Francisco Valcárcel (born c. 1950) is a Puerto Rican lawyer who is also president of the World Boxing Organization.
Valcárcel grew up in Guaynabo, Puerto Rico and studied law at the Pontifical Catholic University of Puerto Rico in Ponce, Puerto Rico.
He began private practice in an office in San Juan. Valcárcel's first contact with boxing came during the early 1980s, when he became Wilfredo Gómez's lawyer and negotiated Gómez's contracts with promoter Don King. After helping Gómez by working for him, Valcárcel remained interested in boxing, although he was not very involved in the sport.
The WBO was created in 1988, quickly establishing its central offices in San Juan. Valcárcel became a member of the new world championship sanctioning body, and he rose in the organization's ranks. In 1996, Valcárcel became the WBO's president, following former world Light-Heavyweight champion José Torres at the helms of the organization.

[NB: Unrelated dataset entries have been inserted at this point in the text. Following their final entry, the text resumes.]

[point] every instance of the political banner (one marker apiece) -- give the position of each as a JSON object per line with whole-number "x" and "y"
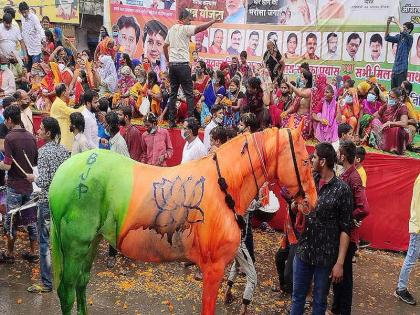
{"x": 59, "y": 11}
{"x": 410, "y": 11}
{"x": 335, "y": 37}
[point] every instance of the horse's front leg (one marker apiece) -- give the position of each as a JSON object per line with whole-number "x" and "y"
{"x": 212, "y": 277}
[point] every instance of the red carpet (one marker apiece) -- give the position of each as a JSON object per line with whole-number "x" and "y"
{"x": 390, "y": 182}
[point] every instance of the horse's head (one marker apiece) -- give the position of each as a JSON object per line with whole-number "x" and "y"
{"x": 294, "y": 168}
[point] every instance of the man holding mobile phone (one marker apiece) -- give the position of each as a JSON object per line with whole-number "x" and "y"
{"x": 176, "y": 50}
{"x": 405, "y": 41}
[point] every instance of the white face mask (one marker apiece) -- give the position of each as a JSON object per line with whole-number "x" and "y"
{"x": 183, "y": 134}
{"x": 218, "y": 120}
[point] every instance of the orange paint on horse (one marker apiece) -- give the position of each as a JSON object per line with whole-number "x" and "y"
{"x": 211, "y": 244}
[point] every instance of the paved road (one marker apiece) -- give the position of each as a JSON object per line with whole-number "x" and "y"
{"x": 141, "y": 288}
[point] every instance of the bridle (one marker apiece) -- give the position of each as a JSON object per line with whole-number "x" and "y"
{"x": 262, "y": 155}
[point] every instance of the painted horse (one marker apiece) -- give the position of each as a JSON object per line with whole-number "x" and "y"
{"x": 154, "y": 214}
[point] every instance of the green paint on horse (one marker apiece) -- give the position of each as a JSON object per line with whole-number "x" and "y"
{"x": 86, "y": 180}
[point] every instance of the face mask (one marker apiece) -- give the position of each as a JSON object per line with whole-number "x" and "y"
{"x": 184, "y": 135}
{"x": 348, "y": 99}
{"x": 371, "y": 97}
{"x": 302, "y": 83}
{"x": 218, "y": 120}
{"x": 392, "y": 102}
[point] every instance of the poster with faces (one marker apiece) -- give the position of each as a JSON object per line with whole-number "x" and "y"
{"x": 236, "y": 41}
{"x": 415, "y": 50}
{"x": 254, "y": 43}
{"x": 353, "y": 46}
{"x": 375, "y": 47}
{"x": 332, "y": 43}
{"x": 275, "y": 36}
{"x": 217, "y": 41}
{"x": 311, "y": 45}
{"x": 391, "y": 50}
{"x": 292, "y": 44}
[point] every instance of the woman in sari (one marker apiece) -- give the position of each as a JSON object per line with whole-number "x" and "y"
{"x": 369, "y": 107}
{"x": 43, "y": 85}
{"x": 350, "y": 108}
{"x": 106, "y": 75}
{"x": 125, "y": 83}
{"x": 213, "y": 94}
{"x": 282, "y": 99}
{"x": 234, "y": 66}
{"x": 199, "y": 85}
{"x": 82, "y": 79}
{"x": 326, "y": 117}
{"x": 413, "y": 116}
{"x": 121, "y": 61}
{"x": 231, "y": 103}
{"x": 300, "y": 109}
{"x": 105, "y": 47}
{"x": 216, "y": 45}
{"x": 139, "y": 89}
{"x": 256, "y": 101}
{"x": 388, "y": 126}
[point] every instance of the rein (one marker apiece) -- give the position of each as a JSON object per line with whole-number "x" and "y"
{"x": 262, "y": 155}
{"x": 228, "y": 197}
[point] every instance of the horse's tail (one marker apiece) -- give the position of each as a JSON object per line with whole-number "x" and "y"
{"x": 56, "y": 253}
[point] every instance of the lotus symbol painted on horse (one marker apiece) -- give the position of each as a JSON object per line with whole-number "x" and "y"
{"x": 177, "y": 211}
{"x": 159, "y": 214}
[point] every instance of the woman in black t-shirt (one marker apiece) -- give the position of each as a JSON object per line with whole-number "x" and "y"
{"x": 273, "y": 60}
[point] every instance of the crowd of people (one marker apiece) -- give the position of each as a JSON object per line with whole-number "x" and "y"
{"x": 92, "y": 99}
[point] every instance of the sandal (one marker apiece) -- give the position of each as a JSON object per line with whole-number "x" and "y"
{"x": 29, "y": 257}
{"x": 39, "y": 288}
{"x": 4, "y": 259}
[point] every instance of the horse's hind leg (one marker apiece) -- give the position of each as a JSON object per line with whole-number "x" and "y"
{"x": 84, "y": 277}
{"x": 67, "y": 288}
{"x": 213, "y": 274}
{"x": 78, "y": 250}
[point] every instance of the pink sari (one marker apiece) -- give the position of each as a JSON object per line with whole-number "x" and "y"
{"x": 327, "y": 133}
{"x": 392, "y": 139}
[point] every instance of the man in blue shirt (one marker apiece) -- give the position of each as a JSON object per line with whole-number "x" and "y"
{"x": 236, "y": 12}
{"x": 405, "y": 41}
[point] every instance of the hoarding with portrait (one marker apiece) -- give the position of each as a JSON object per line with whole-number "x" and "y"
{"x": 59, "y": 11}
{"x": 333, "y": 36}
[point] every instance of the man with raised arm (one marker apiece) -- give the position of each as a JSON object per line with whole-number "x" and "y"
{"x": 176, "y": 50}
{"x": 404, "y": 40}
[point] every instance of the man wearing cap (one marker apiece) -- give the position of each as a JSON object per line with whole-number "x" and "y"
{"x": 176, "y": 50}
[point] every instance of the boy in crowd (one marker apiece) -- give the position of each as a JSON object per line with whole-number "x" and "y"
{"x": 360, "y": 157}
{"x": 343, "y": 291}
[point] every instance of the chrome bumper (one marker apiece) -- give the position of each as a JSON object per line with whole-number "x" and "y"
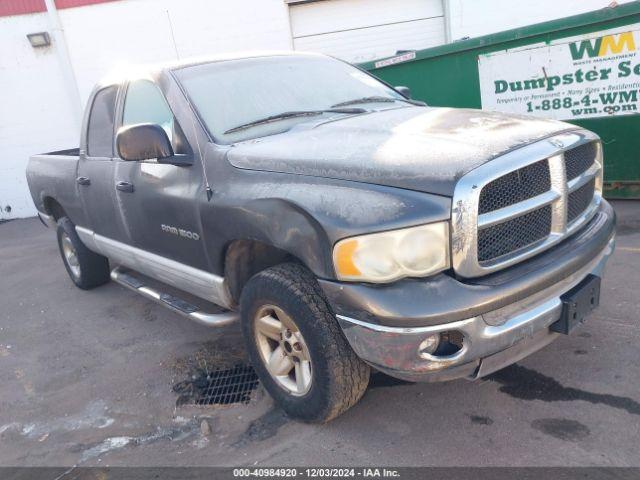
{"x": 491, "y": 341}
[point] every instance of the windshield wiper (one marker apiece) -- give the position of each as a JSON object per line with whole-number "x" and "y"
{"x": 377, "y": 99}
{"x": 293, "y": 114}
{"x": 374, "y": 99}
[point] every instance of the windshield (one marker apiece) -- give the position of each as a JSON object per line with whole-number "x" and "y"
{"x": 232, "y": 93}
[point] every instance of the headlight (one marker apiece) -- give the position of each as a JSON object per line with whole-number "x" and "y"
{"x": 388, "y": 256}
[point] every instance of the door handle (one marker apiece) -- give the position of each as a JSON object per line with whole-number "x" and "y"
{"x": 125, "y": 187}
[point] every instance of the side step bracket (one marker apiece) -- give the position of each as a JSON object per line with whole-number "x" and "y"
{"x": 127, "y": 279}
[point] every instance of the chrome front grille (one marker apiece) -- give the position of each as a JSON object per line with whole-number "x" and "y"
{"x": 512, "y": 235}
{"x": 524, "y": 202}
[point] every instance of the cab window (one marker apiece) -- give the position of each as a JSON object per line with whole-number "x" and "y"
{"x": 145, "y": 103}
{"x": 100, "y": 127}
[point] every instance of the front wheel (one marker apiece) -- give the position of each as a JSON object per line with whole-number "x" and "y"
{"x": 297, "y": 347}
{"x": 86, "y": 268}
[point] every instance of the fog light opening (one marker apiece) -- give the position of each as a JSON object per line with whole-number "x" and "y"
{"x": 451, "y": 342}
{"x": 429, "y": 345}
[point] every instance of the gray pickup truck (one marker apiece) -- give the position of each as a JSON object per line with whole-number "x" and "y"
{"x": 346, "y": 226}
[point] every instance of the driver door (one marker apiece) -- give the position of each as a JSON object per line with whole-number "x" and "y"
{"x": 158, "y": 202}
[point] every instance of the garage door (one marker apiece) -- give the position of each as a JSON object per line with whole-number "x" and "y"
{"x": 362, "y": 30}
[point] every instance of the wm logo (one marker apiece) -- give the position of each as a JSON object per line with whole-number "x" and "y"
{"x": 599, "y": 47}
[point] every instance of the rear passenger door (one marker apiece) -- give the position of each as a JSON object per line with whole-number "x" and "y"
{"x": 160, "y": 208}
{"x": 96, "y": 167}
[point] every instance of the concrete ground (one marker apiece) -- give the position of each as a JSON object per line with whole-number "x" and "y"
{"x": 86, "y": 379}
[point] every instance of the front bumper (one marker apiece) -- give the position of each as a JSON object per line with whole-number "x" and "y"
{"x": 502, "y": 333}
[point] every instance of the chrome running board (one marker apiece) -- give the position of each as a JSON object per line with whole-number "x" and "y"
{"x": 127, "y": 279}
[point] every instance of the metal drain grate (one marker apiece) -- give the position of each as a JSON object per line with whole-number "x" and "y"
{"x": 219, "y": 387}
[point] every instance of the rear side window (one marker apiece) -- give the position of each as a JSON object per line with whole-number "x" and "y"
{"x": 101, "y": 118}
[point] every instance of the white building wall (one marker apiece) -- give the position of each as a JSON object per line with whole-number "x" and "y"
{"x": 35, "y": 111}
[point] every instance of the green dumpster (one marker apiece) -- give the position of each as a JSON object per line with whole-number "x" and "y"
{"x": 583, "y": 69}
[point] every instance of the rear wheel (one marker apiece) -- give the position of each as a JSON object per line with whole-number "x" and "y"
{"x": 86, "y": 268}
{"x": 297, "y": 347}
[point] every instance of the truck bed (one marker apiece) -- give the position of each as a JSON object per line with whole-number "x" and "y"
{"x": 53, "y": 176}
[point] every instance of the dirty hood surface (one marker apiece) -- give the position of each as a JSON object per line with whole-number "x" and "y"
{"x": 417, "y": 148}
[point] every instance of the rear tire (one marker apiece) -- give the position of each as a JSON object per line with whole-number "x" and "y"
{"x": 286, "y": 319}
{"x": 85, "y": 268}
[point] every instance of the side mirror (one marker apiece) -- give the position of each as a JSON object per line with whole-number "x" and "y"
{"x": 143, "y": 142}
{"x": 405, "y": 91}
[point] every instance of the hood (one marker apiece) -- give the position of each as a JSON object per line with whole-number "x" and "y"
{"x": 416, "y": 148}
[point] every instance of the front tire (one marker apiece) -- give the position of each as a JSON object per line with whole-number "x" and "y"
{"x": 297, "y": 347}
{"x": 85, "y": 268}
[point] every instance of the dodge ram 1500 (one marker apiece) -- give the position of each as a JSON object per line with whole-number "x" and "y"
{"x": 346, "y": 226}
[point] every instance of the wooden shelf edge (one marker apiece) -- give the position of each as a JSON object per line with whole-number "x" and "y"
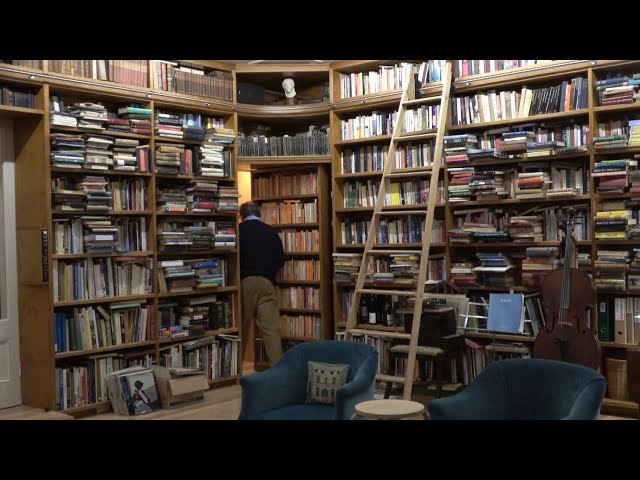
{"x": 98, "y": 351}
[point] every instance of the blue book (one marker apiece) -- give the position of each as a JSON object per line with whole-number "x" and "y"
{"x": 506, "y": 312}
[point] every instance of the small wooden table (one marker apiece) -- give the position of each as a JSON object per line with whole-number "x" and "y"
{"x": 389, "y": 409}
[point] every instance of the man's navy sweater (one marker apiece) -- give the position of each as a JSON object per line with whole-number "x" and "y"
{"x": 261, "y": 251}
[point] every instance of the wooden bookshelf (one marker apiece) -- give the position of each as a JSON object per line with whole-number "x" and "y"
{"x": 307, "y": 184}
{"x": 36, "y": 213}
{"x": 350, "y": 107}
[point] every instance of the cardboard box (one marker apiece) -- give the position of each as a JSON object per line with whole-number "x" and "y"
{"x": 179, "y": 390}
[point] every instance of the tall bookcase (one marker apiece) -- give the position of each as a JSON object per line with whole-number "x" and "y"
{"x": 304, "y": 283}
{"x": 53, "y": 236}
{"x": 569, "y": 164}
{"x": 35, "y": 212}
{"x": 366, "y": 96}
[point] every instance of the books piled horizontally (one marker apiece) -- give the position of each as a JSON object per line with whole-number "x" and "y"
{"x": 618, "y": 89}
{"x": 539, "y": 262}
{"x": 67, "y": 150}
{"x": 459, "y": 185}
{"x": 346, "y": 266}
{"x": 133, "y": 391}
{"x": 456, "y": 147}
{"x": 497, "y": 269}
{"x": 611, "y": 267}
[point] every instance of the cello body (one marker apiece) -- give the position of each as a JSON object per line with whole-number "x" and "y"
{"x": 567, "y": 293}
{"x": 574, "y": 343}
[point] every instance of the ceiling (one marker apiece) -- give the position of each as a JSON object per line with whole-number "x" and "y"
{"x": 263, "y": 62}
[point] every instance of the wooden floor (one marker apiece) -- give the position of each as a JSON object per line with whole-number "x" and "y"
{"x": 219, "y": 404}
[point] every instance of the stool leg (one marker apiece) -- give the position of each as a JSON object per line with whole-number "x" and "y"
{"x": 422, "y": 369}
{"x": 391, "y": 371}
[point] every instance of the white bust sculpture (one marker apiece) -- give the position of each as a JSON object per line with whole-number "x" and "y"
{"x": 289, "y": 87}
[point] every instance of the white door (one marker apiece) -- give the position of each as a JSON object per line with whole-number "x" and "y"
{"x": 10, "y": 391}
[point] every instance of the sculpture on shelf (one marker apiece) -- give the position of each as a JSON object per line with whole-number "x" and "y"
{"x": 289, "y": 91}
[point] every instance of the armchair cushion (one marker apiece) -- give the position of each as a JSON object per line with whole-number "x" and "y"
{"x": 526, "y": 389}
{"x": 323, "y": 381}
{"x": 280, "y": 392}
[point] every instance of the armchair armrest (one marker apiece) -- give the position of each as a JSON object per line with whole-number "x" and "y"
{"x": 484, "y": 399}
{"x": 357, "y": 390}
{"x": 588, "y": 401}
{"x": 283, "y": 384}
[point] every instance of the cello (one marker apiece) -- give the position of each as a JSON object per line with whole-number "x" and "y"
{"x": 566, "y": 293}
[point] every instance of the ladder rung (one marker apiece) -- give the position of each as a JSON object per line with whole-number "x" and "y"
{"x": 393, "y": 252}
{"x": 402, "y": 212}
{"x": 407, "y": 174}
{"x": 419, "y": 101}
{"x": 379, "y": 333}
{"x": 406, "y": 293}
{"x": 390, "y": 378}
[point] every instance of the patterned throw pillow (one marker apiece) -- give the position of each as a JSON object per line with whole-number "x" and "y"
{"x": 324, "y": 380}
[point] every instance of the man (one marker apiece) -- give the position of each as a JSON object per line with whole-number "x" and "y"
{"x": 261, "y": 256}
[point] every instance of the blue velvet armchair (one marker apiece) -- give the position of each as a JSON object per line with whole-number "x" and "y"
{"x": 526, "y": 389}
{"x": 279, "y": 393}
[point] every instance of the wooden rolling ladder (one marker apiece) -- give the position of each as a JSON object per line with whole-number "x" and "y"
{"x": 408, "y": 100}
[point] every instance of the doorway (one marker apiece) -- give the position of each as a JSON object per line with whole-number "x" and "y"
{"x": 10, "y": 387}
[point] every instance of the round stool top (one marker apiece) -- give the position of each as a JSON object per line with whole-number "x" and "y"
{"x": 389, "y": 409}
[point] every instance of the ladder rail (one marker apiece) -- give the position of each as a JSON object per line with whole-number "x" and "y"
{"x": 408, "y": 96}
{"x": 426, "y": 235}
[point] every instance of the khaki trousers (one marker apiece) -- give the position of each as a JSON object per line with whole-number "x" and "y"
{"x": 260, "y": 301}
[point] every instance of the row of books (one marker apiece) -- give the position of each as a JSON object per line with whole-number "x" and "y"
{"x": 182, "y": 234}
{"x": 205, "y": 160}
{"x": 533, "y": 225}
{"x": 300, "y": 240}
{"x": 130, "y": 72}
{"x": 202, "y": 196}
{"x": 88, "y": 328}
{"x": 370, "y": 158}
{"x": 278, "y": 185}
{"x": 618, "y": 88}
{"x": 98, "y": 193}
{"x": 465, "y": 68}
{"x": 91, "y": 278}
{"x": 294, "y": 145}
{"x": 299, "y": 270}
{"x": 17, "y": 97}
{"x": 83, "y": 381}
{"x": 384, "y": 78}
{"x": 307, "y": 326}
{"x": 368, "y": 126}
{"x": 173, "y": 77}
{"x": 299, "y": 297}
{"x": 217, "y": 356}
{"x": 619, "y": 319}
{"x": 79, "y": 235}
{"x": 493, "y": 106}
{"x": 528, "y": 141}
{"x": 289, "y": 211}
{"x": 395, "y": 269}
{"x": 185, "y": 316}
{"x": 99, "y": 152}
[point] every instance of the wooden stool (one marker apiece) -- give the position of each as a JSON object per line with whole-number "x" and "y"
{"x": 389, "y": 409}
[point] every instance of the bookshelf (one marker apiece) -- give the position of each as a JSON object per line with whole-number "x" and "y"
{"x": 304, "y": 283}
{"x": 102, "y": 227}
{"x": 36, "y": 212}
{"x": 366, "y": 97}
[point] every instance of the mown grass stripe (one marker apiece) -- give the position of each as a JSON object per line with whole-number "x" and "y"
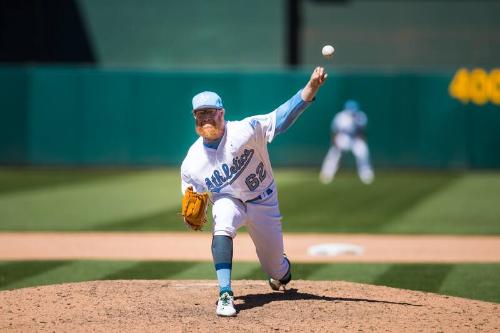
{"x": 151, "y": 270}
{"x": 425, "y": 277}
{"x": 475, "y": 281}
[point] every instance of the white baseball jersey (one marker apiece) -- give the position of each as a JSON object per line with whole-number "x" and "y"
{"x": 239, "y": 167}
{"x": 349, "y": 122}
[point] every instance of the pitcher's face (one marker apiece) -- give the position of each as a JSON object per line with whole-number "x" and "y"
{"x": 209, "y": 123}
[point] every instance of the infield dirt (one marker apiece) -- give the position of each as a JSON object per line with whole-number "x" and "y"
{"x": 189, "y": 306}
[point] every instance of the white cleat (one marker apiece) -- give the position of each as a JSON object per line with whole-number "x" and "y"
{"x": 225, "y": 306}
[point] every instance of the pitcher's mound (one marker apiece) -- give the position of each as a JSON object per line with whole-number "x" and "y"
{"x": 166, "y": 306}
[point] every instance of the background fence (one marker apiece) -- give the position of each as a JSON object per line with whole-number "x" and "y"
{"x": 88, "y": 116}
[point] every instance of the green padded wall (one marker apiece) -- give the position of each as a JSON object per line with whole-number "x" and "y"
{"x": 84, "y": 116}
{"x": 14, "y": 99}
{"x": 189, "y": 34}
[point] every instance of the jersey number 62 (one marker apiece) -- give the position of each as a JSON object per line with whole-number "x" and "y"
{"x": 254, "y": 179}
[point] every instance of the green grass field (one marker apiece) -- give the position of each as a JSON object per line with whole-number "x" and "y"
{"x": 149, "y": 200}
{"x": 474, "y": 281}
{"x": 399, "y": 202}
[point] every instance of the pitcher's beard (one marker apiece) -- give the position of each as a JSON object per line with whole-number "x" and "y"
{"x": 209, "y": 132}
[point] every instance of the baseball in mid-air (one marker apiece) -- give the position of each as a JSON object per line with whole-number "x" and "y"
{"x": 327, "y": 51}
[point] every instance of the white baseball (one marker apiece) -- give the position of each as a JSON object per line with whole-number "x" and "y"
{"x": 327, "y": 51}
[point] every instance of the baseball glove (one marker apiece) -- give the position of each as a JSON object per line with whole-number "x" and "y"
{"x": 194, "y": 208}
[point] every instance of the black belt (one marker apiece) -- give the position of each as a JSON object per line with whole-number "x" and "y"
{"x": 268, "y": 192}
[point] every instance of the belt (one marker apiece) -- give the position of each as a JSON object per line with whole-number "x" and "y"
{"x": 264, "y": 195}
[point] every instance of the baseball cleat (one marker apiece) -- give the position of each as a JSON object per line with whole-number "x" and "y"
{"x": 277, "y": 284}
{"x": 225, "y": 305}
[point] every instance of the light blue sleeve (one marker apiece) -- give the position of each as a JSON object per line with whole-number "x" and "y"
{"x": 288, "y": 112}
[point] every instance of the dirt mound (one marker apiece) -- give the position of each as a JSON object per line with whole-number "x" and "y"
{"x": 174, "y": 306}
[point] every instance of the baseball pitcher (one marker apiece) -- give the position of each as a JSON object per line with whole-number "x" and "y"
{"x": 229, "y": 165}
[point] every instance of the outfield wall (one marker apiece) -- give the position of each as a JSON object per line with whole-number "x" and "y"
{"x": 87, "y": 117}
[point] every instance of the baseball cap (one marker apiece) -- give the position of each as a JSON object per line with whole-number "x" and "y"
{"x": 207, "y": 99}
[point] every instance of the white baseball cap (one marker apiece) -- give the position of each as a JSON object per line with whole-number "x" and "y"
{"x": 206, "y": 100}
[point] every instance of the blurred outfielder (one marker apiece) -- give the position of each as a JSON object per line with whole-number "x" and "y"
{"x": 347, "y": 131}
{"x": 231, "y": 162}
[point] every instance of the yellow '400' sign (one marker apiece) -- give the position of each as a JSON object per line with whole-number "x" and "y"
{"x": 476, "y": 86}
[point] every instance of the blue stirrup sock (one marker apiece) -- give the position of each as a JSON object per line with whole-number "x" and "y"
{"x": 222, "y": 253}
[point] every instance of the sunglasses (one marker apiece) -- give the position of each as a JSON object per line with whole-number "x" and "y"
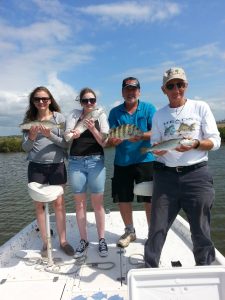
{"x": 88, "y": 100}
{"x": 39, "y": 99}
{"x": 179, "y": 85}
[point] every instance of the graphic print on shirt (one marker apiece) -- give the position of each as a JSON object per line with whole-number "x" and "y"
{"x": 177, "y": 128}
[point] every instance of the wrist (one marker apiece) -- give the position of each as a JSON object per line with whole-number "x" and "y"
{"x": 197, "y": 144}
{"x": 31, "y": 139}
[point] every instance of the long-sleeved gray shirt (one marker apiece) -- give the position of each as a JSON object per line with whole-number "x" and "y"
{"x": 47, "y": 150}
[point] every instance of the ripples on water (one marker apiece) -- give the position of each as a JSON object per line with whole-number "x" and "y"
{"x": 16, "y": 207}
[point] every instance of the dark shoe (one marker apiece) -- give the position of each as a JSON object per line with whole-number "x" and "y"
{"x": 81, "y": 249}
{"x": 67, "y": 249}
{"x": 102, "y": 248}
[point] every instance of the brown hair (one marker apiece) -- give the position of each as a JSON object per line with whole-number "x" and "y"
{"x": 85, "y": 91}
{"x": 31, "y": 113}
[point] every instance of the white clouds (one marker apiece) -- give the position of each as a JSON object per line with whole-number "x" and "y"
{"x": 130, "y": 12}
{"x": 38, "y": 33}
{"x": 16, "y": 103}
{"x": 204, "y": 51}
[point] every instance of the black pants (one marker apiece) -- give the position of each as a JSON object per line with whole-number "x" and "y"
{"x": 193, "y": 192}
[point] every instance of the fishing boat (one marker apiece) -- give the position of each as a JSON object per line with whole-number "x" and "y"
{"x": 24, "y": 274}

Under Valcárcel's rule, the organization has been able to sign deals with the World Boxing Association, World Boxing Council and International Boxing Federation to hold unification bouts between WBO world champions and world champions from the other organizations. Valcárcel and WBC president José Sulaimán had a long feud, and thus the WBC was the last organization to convene with the WBO to hold world title unification bouts.
During a 2005 meeting among boxing's four major world sanctioning bodies, it was decided that United States areas that did not comply with medical requirements for world title bouts to take place would not be allowed to have championship bouts. Valcárcel declared that This is (only) our first step (towards protecting boxers health).